Welcome to Our World!

story by Geoffrey McSkimming , illustrated by Gabriel Evans

Learning Intention: 

I am investigating how to create criteria for text structures and language features so that I can compose and edit a coherent text. 

Success Criteria: 

  • I am beginning to understand the conventions of an audio guide.  
  • I can collaboratively create a criterion for the structure and language features of a successful audio guide.  
  • I can review, edit, and improve my work using this criterion. 

Essential knowledge: 

  • More information about agreed-upon text structures can be found in the English Textual Concepts video Code and Convention. 

Before commencing the activity, provide students with an opportunity to explore the text and take notes on each of the subheadings (mystic tree, arbour, lost entry, etc.). Their notes should include a description of the location and details of how it would be used by Mr. Erasmus. For example:  

  • The arbour is a comfortable and wide bench with a shady canopy of thick vines and fragrant flowers overhead. Mr. Erasmus uses it as his favourite reading spot on a warm afternoon. 

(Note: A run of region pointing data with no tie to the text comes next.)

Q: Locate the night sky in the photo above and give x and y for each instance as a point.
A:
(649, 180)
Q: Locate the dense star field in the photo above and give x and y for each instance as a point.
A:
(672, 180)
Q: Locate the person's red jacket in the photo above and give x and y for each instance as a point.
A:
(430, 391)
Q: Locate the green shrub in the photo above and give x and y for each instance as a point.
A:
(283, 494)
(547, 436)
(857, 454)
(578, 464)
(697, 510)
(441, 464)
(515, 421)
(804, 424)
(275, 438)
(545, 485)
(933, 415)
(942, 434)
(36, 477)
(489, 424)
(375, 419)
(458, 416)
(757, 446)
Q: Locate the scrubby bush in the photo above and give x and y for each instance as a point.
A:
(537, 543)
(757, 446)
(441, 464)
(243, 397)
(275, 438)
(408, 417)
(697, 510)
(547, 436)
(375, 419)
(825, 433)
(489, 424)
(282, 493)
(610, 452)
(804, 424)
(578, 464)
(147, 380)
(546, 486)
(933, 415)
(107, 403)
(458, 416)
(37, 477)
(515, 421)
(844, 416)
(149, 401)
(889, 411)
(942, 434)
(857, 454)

Students may need access to technology to research aspects of the garden (such as the function of an arbour, summer house and potting shed). They can also extract information about the property from the story ‘The Waggling of Keithus’ (this issue). Alternatively, if you have a digital subscription, there is an interactive version of this text on The School Magazine’s website.  

After students have explored and analysed the text, explain the task: they will create an audio guide for visitors to Mr. Erasmus’s Garden. Show students the clip, Audio guide: the British Museum your way to introduce the technology of an audio guide to students. Then ask the following questions:  

  • Has anyone ever used an audio guide before?  
  • Where would you use an audio guide?  
  • What would you expect to hear on an audio guide?  

Explain that the class will design the set of criteria an audio guide needs to meet to be successful. Remind students that an audio guide has a dual purpose: to provide information about a location and its objects, but also to offer a route through a venue. Under the following headings, allow students to generate success criteria through class discussion:  

  • Introduction (answers could include: a welcome greeting from Mr. Erasmus or a brief history of the property) 
  • Directions (answers could include: a suggested order in which to see the sights, words like left/right/north/south) 
  • Sightseeing information (answers could include: an explanation of the sight, possible activities, fun facts) 
  • Visitor information (answers could include: location of toilets, kiosks, rules when visiting the property) 
  • Language features (answers could include: formal language, technical vocabulary, present tense) 

As students write a draft of their audio guide, format the success criteria into a checklist using Microsoft Excel, Google Sheets, or similar software. After students have completed their draft, they should self, or peer assess the draft against this checklist and make improvements as required.  

Finally, using an audio recording program, such as Audacity, students should record their audio guide and publish it on a class platform.